Keynote speaker Perry Martin Jr. spoke about the impact and loss of the pandemic. He talked about how many marginalized Americans are worse off than when King was alive.
“The fight for and towards the dream of equality and social justice mustn’t be laid aside,” said Perry, a professor of business at Moorpark College and an Army veteran. “It must not waver.”
Martin asked participants what the civil rights leader would wish if he were alive for his 93rd birthday to witness what happened to George Floyd and the protests and riots that followed.
The speaker also touched on the scourge of racism, the need for nonviolent protest and the belief that good people must not remain silent in the face of injustice.
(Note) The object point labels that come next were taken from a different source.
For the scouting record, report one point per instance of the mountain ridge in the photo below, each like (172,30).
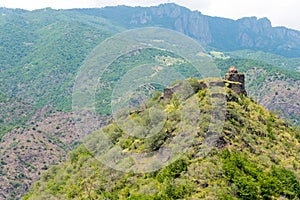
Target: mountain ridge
(247,32)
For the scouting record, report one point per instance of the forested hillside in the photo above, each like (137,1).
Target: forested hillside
(41,52)
(256,156)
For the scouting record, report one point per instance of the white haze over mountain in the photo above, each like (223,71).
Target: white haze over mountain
(280,12)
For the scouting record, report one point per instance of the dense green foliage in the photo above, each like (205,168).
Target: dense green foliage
(272,59)
(255,157)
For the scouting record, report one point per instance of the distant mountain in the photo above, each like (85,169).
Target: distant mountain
(42,50)
(221,33)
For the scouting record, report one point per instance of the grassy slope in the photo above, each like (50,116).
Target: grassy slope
(256,157)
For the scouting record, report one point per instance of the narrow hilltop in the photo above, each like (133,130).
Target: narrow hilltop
(249,153)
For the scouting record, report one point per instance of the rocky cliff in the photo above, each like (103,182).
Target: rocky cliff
(224,34)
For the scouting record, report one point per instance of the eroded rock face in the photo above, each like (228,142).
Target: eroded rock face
(236,81)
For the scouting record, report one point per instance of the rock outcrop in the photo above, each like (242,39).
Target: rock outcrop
(236,81)
(233,80)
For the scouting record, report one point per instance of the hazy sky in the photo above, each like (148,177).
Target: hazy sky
(280,12)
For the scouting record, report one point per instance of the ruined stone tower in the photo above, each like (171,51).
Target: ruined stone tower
(236,81)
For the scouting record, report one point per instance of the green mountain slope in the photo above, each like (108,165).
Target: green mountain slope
(256,156)
(42,50)
(276,89)
(272,59)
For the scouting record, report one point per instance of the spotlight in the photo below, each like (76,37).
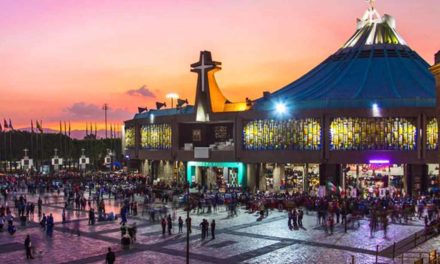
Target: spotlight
(248,102)
(181,102)
(159,105)
(142,109)
(375,109)
(281,108)
(172,96)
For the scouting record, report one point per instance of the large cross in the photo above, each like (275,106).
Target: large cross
(202,69)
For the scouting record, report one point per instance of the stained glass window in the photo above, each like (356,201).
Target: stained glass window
(292,134)
(157,136)
(373,134)
(130,137)
(432,134)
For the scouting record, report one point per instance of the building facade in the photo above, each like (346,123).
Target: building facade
(366,117)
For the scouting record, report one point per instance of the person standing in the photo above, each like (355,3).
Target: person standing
(110,257)
(40,204)
(202,227)
(170,224)
(180,224)
(50,224)
(213,229)
(28,247)
(164,226)
(188,224)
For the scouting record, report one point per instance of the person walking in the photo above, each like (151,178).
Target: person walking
(164,226)
(180,224)
(28,247)
(300,217)
(170,224)
(202,227)
(213,229)
(110,256)
(188,224)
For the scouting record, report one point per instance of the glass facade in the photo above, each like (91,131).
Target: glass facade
(373,134)
(130,133)
(292,134)
(156,136)
(432,134)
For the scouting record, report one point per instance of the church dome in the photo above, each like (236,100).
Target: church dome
(375,66)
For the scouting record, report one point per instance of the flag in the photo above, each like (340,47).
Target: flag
(331,187)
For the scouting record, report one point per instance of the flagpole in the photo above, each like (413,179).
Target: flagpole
(1,146)
(32,141)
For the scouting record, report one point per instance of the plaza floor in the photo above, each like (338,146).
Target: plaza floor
(240,239)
“For it is through civic engagement, conflict resolution and sitting at the table as equals by which we can hear the voices of those unheard,” Martin said. “Those voices are generally the voices of the poor, disenfranchised, the disgusted and the angry.”
Martin spoke about how King was convinced that many were committed to the cause of social justice and about the event’s theme “One People, One Nation, One Dream… Let’s Keep Moving Forward.”
He said America must undergo a radical revolution of values and understand that Americans’ destiny is tied together.
“We need each other,” Martin said.
Finally, he called on people to eradicate hatred and bigotry, to work to dismantle institutional and systemic racism within law enforcement, academia, industry, government and in the home but especially in the nation.
He said faith and love, which informed King’s work, were the gift he left.
“Use that gift and make it become a realization that we as one people, one nation, one dream to keep moving forward can only be done in love,” Martin said.